The thöpa damaru, often paired with the thighbone trumpet in ritual use, existed as part of traditional Bön ceremonies prior to the presence of Buddhism in Tibet. Traditionally, the crania would be gathered from a sky-burial (jhator) site, or charnel ground. It is the Tibetan belief that the body is nothing more than a vessel and, upon death, it should continue the cycle that is life; therefore, corpses are exposed to the elements, in order to decompose, in designated areas known as charnel grounds. The selection of skulls from charnal grounds, for use in making the damaru, traditionally involved several factors including age of the deceased, gender, and cause of death.

Absolutely magnificent thöpa damaru are in excellent condition.
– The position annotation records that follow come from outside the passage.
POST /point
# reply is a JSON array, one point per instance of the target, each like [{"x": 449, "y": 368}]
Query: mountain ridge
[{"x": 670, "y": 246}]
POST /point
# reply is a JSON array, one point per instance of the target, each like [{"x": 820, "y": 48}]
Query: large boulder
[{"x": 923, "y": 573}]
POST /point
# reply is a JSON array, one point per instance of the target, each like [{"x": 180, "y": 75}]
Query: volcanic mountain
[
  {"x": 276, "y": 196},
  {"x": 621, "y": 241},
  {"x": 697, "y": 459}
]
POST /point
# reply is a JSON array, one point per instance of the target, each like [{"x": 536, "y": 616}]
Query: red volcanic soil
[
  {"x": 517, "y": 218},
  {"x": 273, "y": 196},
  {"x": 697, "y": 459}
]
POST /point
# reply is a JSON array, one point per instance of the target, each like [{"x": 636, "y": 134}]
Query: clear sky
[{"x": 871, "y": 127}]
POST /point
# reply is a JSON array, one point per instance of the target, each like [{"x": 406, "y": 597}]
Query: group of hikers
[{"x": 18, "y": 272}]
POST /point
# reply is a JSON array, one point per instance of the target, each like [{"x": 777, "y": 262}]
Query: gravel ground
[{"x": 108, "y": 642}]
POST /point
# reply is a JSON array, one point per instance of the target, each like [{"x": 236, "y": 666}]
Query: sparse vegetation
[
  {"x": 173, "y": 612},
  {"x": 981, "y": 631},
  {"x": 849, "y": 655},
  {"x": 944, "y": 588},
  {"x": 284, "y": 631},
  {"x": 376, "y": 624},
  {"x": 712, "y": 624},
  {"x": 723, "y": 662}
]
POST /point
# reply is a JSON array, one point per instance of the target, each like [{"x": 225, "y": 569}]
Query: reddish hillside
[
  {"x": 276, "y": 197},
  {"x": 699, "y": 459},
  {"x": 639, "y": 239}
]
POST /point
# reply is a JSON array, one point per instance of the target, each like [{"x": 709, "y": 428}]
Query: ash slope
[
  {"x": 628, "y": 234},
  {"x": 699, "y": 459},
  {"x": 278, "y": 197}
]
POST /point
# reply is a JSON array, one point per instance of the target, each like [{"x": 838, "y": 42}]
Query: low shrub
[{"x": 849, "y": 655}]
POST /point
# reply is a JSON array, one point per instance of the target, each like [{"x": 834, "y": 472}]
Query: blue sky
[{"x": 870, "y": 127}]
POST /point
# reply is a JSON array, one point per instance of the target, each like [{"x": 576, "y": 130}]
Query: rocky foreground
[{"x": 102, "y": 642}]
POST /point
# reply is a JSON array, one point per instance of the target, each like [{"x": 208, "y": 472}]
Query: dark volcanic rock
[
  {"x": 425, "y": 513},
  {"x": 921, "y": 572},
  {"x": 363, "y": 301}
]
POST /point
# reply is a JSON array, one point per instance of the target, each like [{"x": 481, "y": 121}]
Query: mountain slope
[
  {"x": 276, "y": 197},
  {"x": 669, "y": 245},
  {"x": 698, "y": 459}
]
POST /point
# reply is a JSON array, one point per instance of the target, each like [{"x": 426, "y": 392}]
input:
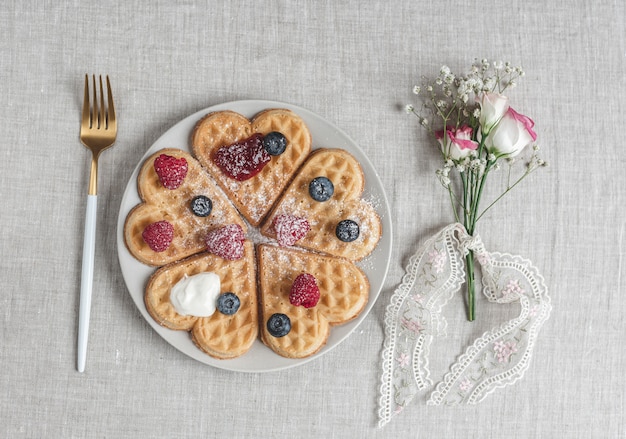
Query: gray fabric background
[{"x": 353, "y": 63}]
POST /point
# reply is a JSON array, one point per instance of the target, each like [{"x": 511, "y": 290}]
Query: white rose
[
  {"x": 493, "y": 107},
  {"x": 511, "y": 135}
]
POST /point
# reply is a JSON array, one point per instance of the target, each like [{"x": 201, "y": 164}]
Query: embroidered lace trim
[{"x": 413, "y": 320}]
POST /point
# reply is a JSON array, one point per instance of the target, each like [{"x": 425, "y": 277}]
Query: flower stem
[{"x": 471, "y": 302}]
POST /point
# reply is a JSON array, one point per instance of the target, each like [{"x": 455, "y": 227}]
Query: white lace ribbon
[{"x": 413, "y": 319}]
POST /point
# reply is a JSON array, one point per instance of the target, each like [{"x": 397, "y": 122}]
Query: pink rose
[
  {"x": 511, "y": 135},
  {"x": 493, "y": 107},
  {"x": 459, "y": 142}
]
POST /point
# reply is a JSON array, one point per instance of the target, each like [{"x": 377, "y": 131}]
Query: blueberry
[
  {"x": 278, "y": 325},
  {"x": 347, "y": 230},
  {"x": 321, "y": 189},
  {"x": 201, "y": 205},
  {"x": 274, "y": 143},
  {"x": 228, "y": 303}
]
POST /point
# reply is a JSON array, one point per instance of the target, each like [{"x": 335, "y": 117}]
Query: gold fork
[{"x": 98, "y": 130}]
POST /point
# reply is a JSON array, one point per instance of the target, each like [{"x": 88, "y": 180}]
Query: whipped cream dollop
[{"x": 196, "y": 295}]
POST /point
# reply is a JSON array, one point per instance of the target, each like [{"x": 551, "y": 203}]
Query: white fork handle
[{"x": 86, "y": 280}]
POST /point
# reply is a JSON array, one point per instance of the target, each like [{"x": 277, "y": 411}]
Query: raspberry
[
  {"x": 304, "y": 291},
  {"x": 289, "y": 229},
  {"x": 226, "y": 242},
  {"x": 171, "y": 171},
  {"x": 243, "y": 160},
  {"x": 158, "y": 235}
]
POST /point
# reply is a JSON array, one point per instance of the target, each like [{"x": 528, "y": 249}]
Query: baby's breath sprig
[{"x": 476, "y": 129}]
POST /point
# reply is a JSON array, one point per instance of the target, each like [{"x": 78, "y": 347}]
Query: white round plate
[{"x": 259, "y": 358}]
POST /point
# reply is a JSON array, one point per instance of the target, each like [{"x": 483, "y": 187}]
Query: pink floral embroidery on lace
[
  {"x": 438, "y": 259},
  {"x": 412, "y": 325},
  {"x": 513, "y": 287},
  {"x": 504, "y": 350},
  {"x": 465, "y": 385},
  {"x": 403, "y": 359}
]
Intact. Age-related wear and signs of use. Gorgeous patina. Dirt, dust and soot. Size approx. 14,6cm x 11,7cm x 8,3cm. Weight c. 210g.

Notice! All of our human osteolgical specimens are ex-medical/ anatomical educational samples or ethnographical seremonial artefacts (eg. kapalas). We don’t sell, buy, or pass on human osteological specimens with unknown origin whose characteristics do not meet the above criteria. Breach of the sanctity of the grave (Criminal Code of Finland, Criminal Law 563/1998, Chapter 17, Section 12).

References, sources and citations:

Damaru, Grinnell College Musical Instrument Collection (https://omeka-s.grinnell.edu/s/MusicalInstruments/item/5191).

Damaru, Dick Alastair and Mireille Helffer, 2014, GDMI v.2: 10-11.

Skull drum (Damaru) on Exhibit at the National Music Museum (http://collections.nmmusd.org/Tibet/1383/Damaru.html).

The Handbook of Tibetan Buddhist Symbols, Robert Beer  Serindia Publications, Inc., 2003.

Instruments of Burma, India, Nepal, Thailand and Tibet, Thomas E. Cross, M.M. Thesis, University of South Dakota, May 1983, pp. 73-75.

Ritual Drum (damaru), Cleveland Museum of Art. (https://www.clevelandart.org/art/1918.391)

Tibetan Rituals of Death: Buddhist funerary practices, Margaret Gouin, Published March 29, 2012 by Routledge.